There are a number of results on the optimal offline replacement algorithms and online competitive algorithms on simplified versions of the Web caching problem.
The variable document sizes in web caching make it much more complicated to determine an optimal offline replacement algorithm. If one is given a sequence of requests to uniform size blocks of memory, it is well known that the simple rule of evicting the block whose next request is farthest in the future will yield the optimal performance [Bel66]. In the variable-size case, no such offline algorithm is known. In fact, it is known that determining the optimal performance is NP-hard [Ho97], although there is an algorithm which can approximate the optimal to within a logarithmic factor [Ir97]. The approximation factor is logarithmic in the maximum number of bytes that can fit in the cache, which we will call k.
For the cost consideration, there have been several algorithms developed for the uniform-size variable-cost paging problem. GreedyDual [You91b], is actually a range of algorithms which include a generalization of LRU and a generalization of FIFO. The name GreedyDual comes from the technique used to prove that this entire range of algorithms is optimal according to its competitive ratio. The competitive ratio is essentially the maximum ratio of the algorithms cost to the optimal offline algorithm's cost over all possible request sequences. (For an introduction to competitive analysis, see [ST85]).
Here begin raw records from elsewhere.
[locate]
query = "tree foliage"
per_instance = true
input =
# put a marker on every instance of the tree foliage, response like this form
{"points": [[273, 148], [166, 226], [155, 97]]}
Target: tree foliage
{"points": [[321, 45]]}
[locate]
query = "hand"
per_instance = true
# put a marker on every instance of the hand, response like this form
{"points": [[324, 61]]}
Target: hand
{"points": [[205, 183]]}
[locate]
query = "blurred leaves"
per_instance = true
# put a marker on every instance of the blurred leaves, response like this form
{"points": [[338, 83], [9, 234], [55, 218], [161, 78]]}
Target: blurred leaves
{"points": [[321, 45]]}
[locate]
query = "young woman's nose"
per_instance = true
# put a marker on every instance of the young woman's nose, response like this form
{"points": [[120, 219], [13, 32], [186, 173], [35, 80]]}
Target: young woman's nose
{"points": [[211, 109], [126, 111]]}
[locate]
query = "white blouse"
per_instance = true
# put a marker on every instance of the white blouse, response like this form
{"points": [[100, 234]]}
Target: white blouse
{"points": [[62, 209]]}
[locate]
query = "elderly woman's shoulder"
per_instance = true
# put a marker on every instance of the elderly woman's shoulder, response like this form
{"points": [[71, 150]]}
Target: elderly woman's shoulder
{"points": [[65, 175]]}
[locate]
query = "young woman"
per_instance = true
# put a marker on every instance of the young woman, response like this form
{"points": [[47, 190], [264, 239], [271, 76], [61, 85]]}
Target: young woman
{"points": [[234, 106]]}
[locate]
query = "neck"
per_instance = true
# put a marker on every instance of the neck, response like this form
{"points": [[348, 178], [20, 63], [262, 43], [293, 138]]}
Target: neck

We have generalized the result in [You91b] to show that our algorithm GreedyDual-Size, which handles documents of differing sizes and differing cost (described in Section 4), also has an optimal competitive ratio. Interestingly, it is also known that LRU has an optimal competitive ratio when the page size can vary and the cost of fetching a document is the same for all documents or proportional to the size of a document [FKIP96].